Still 7. Recycling of bricks (1940), in En toch… Rotterdam (1950).

En toch… nuances Wees’ category of the compilation film, based on Leyda's (normative) idea that “the spectator is compelled to look at familiar shots as if he had not seen them before.”46 Polygoon's own term, film suite, more accurately describes a series of related ‘acts’. Different from compilation films in which images ‘migrate’ to a different context,47 within the city the audience is still able to directly relate the images to one's own memories, observations, and expectations. That means that distinctions are made between the moving images and the world outside, or what is made explicit and left implicit. This can be further elaborated through Eskjær's discussion of the relationship between film and reality. “Making observations always implies a distinction (e.g., new/old) to mark what is at the center of the observation (e.g., new) and what is external to the observation (old), even though the external is still an essential part of the observation.”48 In Eskjær's example, ‘old’ is the blind spot, and the blind spot can only become visible by drawing a new distinction. To that end, historical footage was used in En toch…. This, however, creates another blind spot, which can eventually be resolved when the observer is observed, or through self-observation. The ‘ontological collapse’ brings this about: those who monitor and direct the system come into the picture but also—indirectly—the film production company (this is already implied by the ‘observer’ in Vondel's poem that reads as the ‘prologue’ of the film). However, as Eskjær explains, observing the observer, whether or not this is self-observation, creates another blind spot. “Each observation creates a new blind spot, which is only observable from a new observation point building on a new distinction, which also remains invisible, and so on.”49 For the system to monitor this, it would be necessary to expand its cognitive apparatus and to take an even broader view beyond the single film that already includes various films.

figure8

Still 8. From 250-jarig bestaan Korps Mariniers (1925, Orion), in Rotterdamse Mijmeringen (1948/1953).

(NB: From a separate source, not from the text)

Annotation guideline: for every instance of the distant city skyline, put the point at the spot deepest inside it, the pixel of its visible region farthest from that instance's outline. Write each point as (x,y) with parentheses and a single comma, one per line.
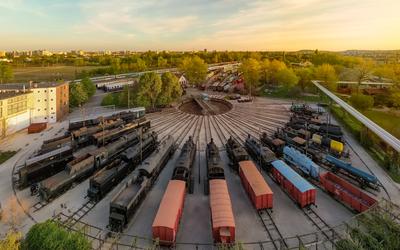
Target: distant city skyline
(272,25)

4 From a City Film as Archive…

The Luxor theatre, where En Toch… had its premiere, had miraculously survived the war, to become municipal property. For a part of its programming, the municipally sponsored RKS (Rotterdam Arts Council) invited Piet Meerburg.50 Shortly after the war, Meerburg had founded cinema Kriterion in Amsterdam, and together with Paul Kijzer and David van Staveren, the Nederlands Historisch Filmarchief (later Nederlands Filmmuseum, now Eye).51 The RKS also asked Meerburg to make a compilation film, Rotterdamse mijmeringen (‘Rotterdam Musings’).52 This version has not been preserved, but an advertisement from 1948 mentions that it contains images of the visit by the queen in 1915, the celebration of the 250th anniversary of the Navy in 1925 (Still 8), and from The City That Never Rests from 1928, all found in the Rijks Historisch Filmarchief in The Hague, next to images from Hoogstraat.53 Since it was partly the same material as in En toch…, which would be released later but was already in production prior to Rotterdamse mijmeringen, it seems that some sort of interference occurred between the two film productions. Moreover, film scholar Eva Hielscher, in her research on the archival history of the city symphony,54 has discovered that Hoogstraat was among the first films of the Nederlands Historisch Filmarchief. Its recycling in the two films suggests once more that Meerburg occupied indeed a pivotal position, which reflects the convoluted history of the emerging film archives at both the national and local level, with each of them fulfilling particular purposes based on a differentiation of cognition.

figure9

Still 9. Gymnasts on a roof at Coolsingel (anonymous, 1920s), in Rotterdamse Mijmeringen (1953).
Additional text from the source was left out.